This book, in the Hebrew copies, is commonly called Samuel, or the Book
of Samuel; in the Syriac version, the Book of Samuel the Prophet; and
in the Arabic version, the Book of Samuel the Prophet, which is the
First Book of the Kings; and the Septuagint version, the Book of the
Kingdom: it has the name of Samuel, because it contains an history of
his life and times; and the Jews say {a} it was written by him; and as it
may well enough be thought to be, to the end of the twenty fourth chapter;
and the rest might be written by Nathan and Gad, as may he gathered
from \\#1Ch 29:29\\ as also the following book that bears his name; and
both may be called the Books of Kings, because they give an account of
the rise of the kings in Israel, and of the two first of them; though
some think they were written by Jeremiah, as Abarbinel; and others
ascribe them to Ezra: however, there is no doubt to be made of it that
this book was written by divine inspiration, when we consider the
series of its history, its connection and harmony with other parts of
Scripture; the several things borrowed from it, or alluded to in the
book of Psalms, particularly what is observed in \\#Ps 113:7,8\\, seems
to be taken out of \\#1Sa 2:8\\, and the sanction which the Lord gives to
it, by referring to a fact in it, whereby he stopped the mouths of the
Scribes and Pharisees cavilling at his disciples, \\#Mt 12:3,4\\,
compared with \\#1Sa 21:3-6\\, yea, even, as Huetius {b} observes, some
Heathen writers have by their testimonies confirmed some passages in
these books, which they seem to have been acquainted with, as Nicolaus
of Damascus {c}, and Eupolemus {d}; it contains an history of the
government of Eli, and of the birth of Samuel, and his education under him;
of the succession of Samuel in it, and the resignation of it to Saul,
when he was chosen king; of his administration of his office, and of
things done in the time of it, both before and after his rejection, and
of the persecution of David by Saul, and is concluded with his death.

{a} T. Bab.
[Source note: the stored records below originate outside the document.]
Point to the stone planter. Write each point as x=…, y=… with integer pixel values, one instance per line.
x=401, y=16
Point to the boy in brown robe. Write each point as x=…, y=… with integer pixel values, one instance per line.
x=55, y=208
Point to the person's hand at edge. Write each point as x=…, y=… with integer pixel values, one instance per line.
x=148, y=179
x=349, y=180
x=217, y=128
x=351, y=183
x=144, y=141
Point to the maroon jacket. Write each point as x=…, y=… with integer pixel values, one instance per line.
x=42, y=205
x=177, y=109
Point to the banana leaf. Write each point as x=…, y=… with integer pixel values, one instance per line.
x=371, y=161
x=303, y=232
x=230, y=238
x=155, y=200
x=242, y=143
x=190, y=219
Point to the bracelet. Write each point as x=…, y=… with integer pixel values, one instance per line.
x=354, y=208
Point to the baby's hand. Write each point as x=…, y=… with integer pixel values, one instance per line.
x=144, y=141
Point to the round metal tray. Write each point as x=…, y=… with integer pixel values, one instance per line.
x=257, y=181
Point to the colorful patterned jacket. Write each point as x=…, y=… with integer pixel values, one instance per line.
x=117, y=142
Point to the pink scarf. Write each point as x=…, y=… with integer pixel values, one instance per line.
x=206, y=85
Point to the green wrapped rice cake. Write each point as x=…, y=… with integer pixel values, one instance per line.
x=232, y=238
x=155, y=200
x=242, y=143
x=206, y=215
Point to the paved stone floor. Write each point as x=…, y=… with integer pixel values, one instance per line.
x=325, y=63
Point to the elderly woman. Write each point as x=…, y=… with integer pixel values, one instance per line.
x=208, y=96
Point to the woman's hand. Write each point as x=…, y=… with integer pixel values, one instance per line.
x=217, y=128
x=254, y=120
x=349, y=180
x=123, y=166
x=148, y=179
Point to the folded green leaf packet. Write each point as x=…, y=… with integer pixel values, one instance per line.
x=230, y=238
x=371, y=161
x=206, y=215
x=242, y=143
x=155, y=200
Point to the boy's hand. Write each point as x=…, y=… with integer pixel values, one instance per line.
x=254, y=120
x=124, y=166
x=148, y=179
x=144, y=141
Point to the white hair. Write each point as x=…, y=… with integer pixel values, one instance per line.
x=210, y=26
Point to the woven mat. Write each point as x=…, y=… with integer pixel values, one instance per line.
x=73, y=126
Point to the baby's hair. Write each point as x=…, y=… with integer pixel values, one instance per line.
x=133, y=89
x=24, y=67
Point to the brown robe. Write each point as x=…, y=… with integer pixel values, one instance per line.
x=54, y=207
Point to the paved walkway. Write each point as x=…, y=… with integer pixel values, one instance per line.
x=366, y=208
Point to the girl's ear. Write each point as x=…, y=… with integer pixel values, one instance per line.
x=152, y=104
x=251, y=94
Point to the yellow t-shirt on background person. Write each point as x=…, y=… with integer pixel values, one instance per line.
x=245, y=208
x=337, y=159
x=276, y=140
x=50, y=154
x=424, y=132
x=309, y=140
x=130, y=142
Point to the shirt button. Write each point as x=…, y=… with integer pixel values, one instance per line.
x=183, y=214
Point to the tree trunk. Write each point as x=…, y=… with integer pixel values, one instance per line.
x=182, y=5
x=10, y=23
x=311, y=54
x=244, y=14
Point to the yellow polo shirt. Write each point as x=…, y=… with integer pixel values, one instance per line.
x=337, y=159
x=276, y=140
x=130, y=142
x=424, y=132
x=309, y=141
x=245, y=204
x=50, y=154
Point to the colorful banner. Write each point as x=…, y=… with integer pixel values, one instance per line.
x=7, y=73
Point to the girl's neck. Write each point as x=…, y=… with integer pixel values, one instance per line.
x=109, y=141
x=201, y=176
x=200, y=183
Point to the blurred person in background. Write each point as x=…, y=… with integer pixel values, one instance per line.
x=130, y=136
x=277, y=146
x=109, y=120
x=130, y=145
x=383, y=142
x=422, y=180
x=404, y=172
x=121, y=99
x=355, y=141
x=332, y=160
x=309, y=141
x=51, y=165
Bava Bathra, fol. 14. 2.
{b} Demonstrat. Evangel. Prop. 4. p. 199.
{c} Apud Joseph. Antiqu. l. 7. c. 5. sect. 2.
{d} Apud Euseb. Praepar. Evangel. l. 9. c. 30.


This chapter gives an account of the parents of Samuel, of the trouble
his mother met with from her rival, and comfort from her husband,
\\#1Sa 1:1-8\\, of her prayer to God for a son, and of her vow to him,
should one be given her, \\#1Sa 1:9-11\\ of the notice Eli took of her,
and of his censure on her, which he afterwards retracted, and comforted
her, \\#1Sa 1:12-18\\ of her conception and the birth of her son, the
nursing and weaning of him, \\#1Sa 1:19-23\\ and of the
presentation of him to the Lord, with a sacrifice, \\#1Sa 1:24-28\\.